Im März 2021 veröffentlichte der Verfassungsgerichtshof (VfGH) ein Erkenntnis, wonach rezeptfreie Arzneimittel nur von Apotheken abgegeben werden dürfen. Der Apothekenvorbehalt in Österreich wurde damit vom Höchstgericht bestätigt. Also keine Panik: Das Gerichtsurteil ist rechtskräftig und damit unumstößlich. Zumindest hat die neuerliche Offensive der Kaufhauskette ein starkes mediales Echo herbeigeführt. Das ist verständlich, denn aus journalistischer Sicht handelt es sich um eine „gute G’schicht“. „Schwarz-Weiß-Bilder“, wie sie hier gezeichnet werden, gelten als inhaltlich simpel und sind auf engem redaktionellem Raum leicht zu zeichnen. Entsprechend gut kommen sie in der Medienöffentlichkeit an.
Dabei sind Quantität und Inhalt der Argumente, die gegen einen Arzneimittelvertrieb in Handelsketten sprechen, überzeugend.
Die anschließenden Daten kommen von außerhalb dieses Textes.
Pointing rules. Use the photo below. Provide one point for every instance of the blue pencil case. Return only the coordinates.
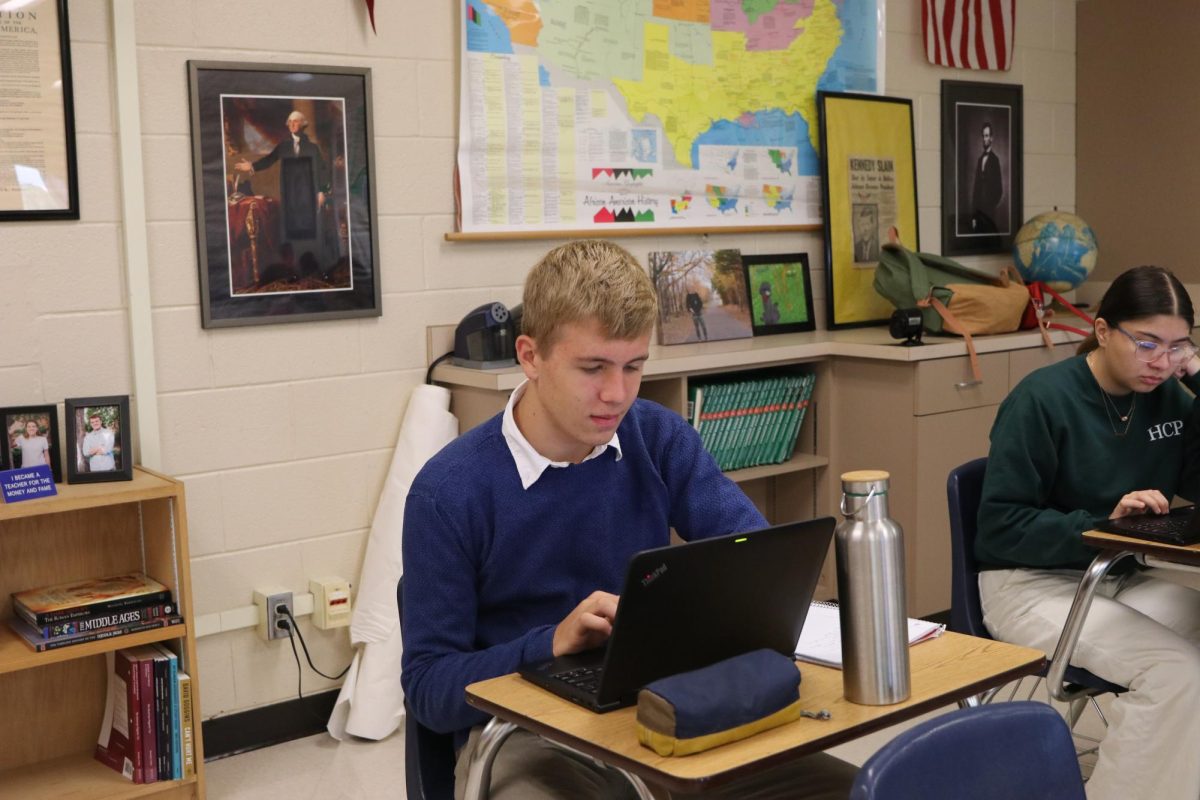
(731, 699)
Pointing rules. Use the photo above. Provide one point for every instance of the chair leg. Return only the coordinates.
(636, 782)
(479, 770)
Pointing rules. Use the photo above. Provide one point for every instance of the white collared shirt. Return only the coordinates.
(531, 463)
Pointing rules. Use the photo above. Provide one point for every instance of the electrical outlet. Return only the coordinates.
(270, 602)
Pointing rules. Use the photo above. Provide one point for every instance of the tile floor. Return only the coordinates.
(321, 768)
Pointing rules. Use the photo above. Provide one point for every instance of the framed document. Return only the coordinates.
(869, 185)
(285, 192)
(37, 160)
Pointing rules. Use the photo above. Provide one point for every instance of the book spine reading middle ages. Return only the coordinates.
(41, 643)
(99, 621)
(99, 608)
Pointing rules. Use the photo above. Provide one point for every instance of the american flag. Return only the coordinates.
(969, 34)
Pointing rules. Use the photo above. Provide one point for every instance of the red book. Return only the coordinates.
(120, 733)
(149, 728)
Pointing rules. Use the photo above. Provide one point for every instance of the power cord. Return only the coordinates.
(293, 630)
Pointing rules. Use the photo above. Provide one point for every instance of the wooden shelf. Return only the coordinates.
(82, 777)
(797, 463)
(54, 701)
(16, 654)
(72, 497)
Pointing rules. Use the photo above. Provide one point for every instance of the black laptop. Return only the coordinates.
(691, 605)
(1179, 527)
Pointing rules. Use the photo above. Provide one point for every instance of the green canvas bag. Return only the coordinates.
(977, 301)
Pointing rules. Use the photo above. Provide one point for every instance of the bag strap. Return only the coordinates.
(955, 326)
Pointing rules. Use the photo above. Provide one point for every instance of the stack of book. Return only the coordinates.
(87, 611)
(750, 422)
(147, 733)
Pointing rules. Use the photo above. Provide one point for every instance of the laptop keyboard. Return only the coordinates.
(1173, 530)
(586, 679)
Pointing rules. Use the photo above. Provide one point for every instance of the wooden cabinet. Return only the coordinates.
(53, 702)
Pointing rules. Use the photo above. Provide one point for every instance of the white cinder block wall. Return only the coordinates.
(283, 433)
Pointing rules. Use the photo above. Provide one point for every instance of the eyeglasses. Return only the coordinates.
(1150, 352)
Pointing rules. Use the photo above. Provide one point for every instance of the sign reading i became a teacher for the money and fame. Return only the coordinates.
(37, 162)
(606, 114)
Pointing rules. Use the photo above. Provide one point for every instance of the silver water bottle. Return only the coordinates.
(870, 593)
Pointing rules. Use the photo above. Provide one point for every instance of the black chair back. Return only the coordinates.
(964, 488)
(989, 752)
(429, 756)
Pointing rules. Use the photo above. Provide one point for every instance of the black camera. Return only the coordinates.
(486, 338)
(906, 324)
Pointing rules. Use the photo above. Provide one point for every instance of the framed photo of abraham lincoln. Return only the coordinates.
(285, 192)
(982, 167)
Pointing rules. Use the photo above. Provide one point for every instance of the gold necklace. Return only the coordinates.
(1127, 417)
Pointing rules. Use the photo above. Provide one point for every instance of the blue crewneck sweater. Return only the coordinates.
(491, 569)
Zunächst: Arzneimittel an Orten zu verkaufen, die von Impulskäufen leben, ist vollkommen unverantwortlich. Kosmetikkompetenz – sofern vorhanden – ersetzt kein pharmazeutisches, akademisch erworbenes Wissen. Medikamente sind keine Handelsware, und Gesundheitsberatung ist keine Marketingtätigkeit. Hier steht Verantwortung gegen Profitbestreben. Tatsache ist: Drogerien sind auf Umsatz optimiert, Apotheken auf Sicherheit. Der Apothekenvorbehalt macht durchaus Sinn. Eine Abschwächung würde lediglich internationalen Großkonzernen in die Hände spielen. Im Fokus der Unternehmen stünde nur der Verkauf einiger profitabler Produkte. Reine Rosinenpickerei also. Eine Gefährdung von Versorgungs- und Patientensicherheit wäre die Folge.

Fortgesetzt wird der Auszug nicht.